Flexible Power Accelerates Data-Center Projects, Princeton Says
(Bloomberg) -- Big data centers equipped to supply their own power during heatwaves and other emergencies can begin operations much more quickly than those reliant solely on traditional utility hookups, according to a new study.
Installing onsite natural gas turbines, solar panels or batteries means data centers can achieve a speedier connection to the grid because they will represent less of a demand stress when electricity is tight, according to a study Princeton University’s ZERO Lab carried out in conjunction with energy software firms Camus Energy and encoord.
In some cases, the wait time can be cut by as much as five years — a significant difference in an industry where grid hookups can stretch up to seven years.

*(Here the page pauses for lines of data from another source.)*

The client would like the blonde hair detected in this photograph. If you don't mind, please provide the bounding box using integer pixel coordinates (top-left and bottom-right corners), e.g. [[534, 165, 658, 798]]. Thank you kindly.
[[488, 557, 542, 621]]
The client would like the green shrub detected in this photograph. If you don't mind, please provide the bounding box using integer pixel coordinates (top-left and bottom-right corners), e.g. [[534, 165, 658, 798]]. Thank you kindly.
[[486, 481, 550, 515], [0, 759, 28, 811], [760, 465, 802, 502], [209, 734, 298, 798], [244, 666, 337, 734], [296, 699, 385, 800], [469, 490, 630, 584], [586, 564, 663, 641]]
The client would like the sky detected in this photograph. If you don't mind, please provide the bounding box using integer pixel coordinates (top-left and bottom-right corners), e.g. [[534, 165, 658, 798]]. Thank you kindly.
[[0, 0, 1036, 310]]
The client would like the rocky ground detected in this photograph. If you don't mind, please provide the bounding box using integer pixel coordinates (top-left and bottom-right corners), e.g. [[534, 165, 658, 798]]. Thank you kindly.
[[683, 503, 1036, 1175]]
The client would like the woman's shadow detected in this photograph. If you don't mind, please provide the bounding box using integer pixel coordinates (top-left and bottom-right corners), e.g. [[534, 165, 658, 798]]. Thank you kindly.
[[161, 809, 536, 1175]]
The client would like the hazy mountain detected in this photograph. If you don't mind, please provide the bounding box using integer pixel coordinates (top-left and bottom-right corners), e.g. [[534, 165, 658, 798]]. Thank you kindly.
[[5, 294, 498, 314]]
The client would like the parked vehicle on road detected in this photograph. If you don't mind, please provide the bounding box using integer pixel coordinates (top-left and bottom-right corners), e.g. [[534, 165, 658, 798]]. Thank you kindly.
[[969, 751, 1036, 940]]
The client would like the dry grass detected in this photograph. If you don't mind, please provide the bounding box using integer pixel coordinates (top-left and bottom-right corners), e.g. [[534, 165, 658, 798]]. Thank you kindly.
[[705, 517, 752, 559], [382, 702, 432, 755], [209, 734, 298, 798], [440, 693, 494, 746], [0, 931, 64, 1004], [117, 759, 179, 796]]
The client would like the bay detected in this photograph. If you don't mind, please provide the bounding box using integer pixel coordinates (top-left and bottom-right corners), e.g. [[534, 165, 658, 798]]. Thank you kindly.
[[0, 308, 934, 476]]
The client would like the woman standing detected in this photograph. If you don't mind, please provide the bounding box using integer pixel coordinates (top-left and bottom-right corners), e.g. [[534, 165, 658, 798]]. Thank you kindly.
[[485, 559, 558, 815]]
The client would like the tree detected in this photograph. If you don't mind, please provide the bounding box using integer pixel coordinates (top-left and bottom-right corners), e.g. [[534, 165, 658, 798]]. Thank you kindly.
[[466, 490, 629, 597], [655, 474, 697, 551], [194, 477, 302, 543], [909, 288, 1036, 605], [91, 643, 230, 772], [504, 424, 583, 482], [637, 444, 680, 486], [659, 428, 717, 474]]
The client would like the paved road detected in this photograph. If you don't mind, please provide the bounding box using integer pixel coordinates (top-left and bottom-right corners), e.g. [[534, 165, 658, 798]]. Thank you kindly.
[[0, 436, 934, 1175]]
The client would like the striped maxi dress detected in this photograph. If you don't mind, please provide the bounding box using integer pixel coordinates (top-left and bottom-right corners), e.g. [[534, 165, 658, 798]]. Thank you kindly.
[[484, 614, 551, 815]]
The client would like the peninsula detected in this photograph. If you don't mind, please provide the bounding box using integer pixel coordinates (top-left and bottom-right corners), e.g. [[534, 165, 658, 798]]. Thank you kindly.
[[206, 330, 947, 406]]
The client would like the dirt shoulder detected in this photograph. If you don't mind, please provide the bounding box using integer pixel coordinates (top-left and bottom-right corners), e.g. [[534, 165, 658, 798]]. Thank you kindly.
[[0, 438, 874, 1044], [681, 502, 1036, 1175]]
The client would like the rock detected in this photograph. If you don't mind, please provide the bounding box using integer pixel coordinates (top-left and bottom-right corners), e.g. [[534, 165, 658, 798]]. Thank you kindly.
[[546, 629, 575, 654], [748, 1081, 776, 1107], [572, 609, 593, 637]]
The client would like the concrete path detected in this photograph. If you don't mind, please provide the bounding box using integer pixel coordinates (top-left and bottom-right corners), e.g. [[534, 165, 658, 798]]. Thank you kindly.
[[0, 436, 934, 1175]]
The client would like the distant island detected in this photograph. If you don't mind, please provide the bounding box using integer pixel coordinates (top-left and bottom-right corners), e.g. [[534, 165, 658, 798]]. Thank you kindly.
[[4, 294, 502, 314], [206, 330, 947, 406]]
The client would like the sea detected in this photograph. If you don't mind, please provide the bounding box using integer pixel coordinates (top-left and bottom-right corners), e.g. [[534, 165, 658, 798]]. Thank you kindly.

“If you can connect your data center years earlier, that’s a lot of revenue and a lot of compute time,” said Jesse Jenkins, the Princeton associate professor who leads the ZERO Lab.
Flexible data centers also are cheaper because they require less new infrastructure, he added.
“It doesn’t make sense to build a whole new transmission line that sits there 365 days a year when you only need it for a few hours a year,” Jenkins said.
Lowering costs are a key issue because data-center projects have driven up power bills in some parts of the US, angering neighbors and drawing political pushback. After years of relatively stable US power consumption, demand is rising quickly thanks to the artificial-intelligence boom, new factories and electrification of the broader economy.
The new research builds on a Duke University study that said in February the grid could handle another 76 gigawatts — about 10% of current peak demand — if large users such as data centers would curtail their demand during the rare periods when the system is stressed. Bitcoin miners, which also have voracious appetites for electricity, have employed that strategy for years.
However, the idea that data centers can shut down when demand soars has drawn criticism. The independent market monitor for PJM Interconnection LLC, the 13-state power grid stretching from the mid-Atlantic to the Midwest, called the idea that data centers will interrupt the operations and not require new generation “a regulatory fiction.”
The new analysis released on Thursday addresses that critique by modeling how data centers would replace grid power with their own sources, rather than by interrupting computing operations. “There’s a lot of other ways you can provide site flexibility that aren’t just reducing demand,” said Astrid Atkinson, chief executive officer of Camus Energy.
The research was funded by Alphabet Inc.’s Google, which said in an August blog post that it was making data centers more flexible to benefit power grids.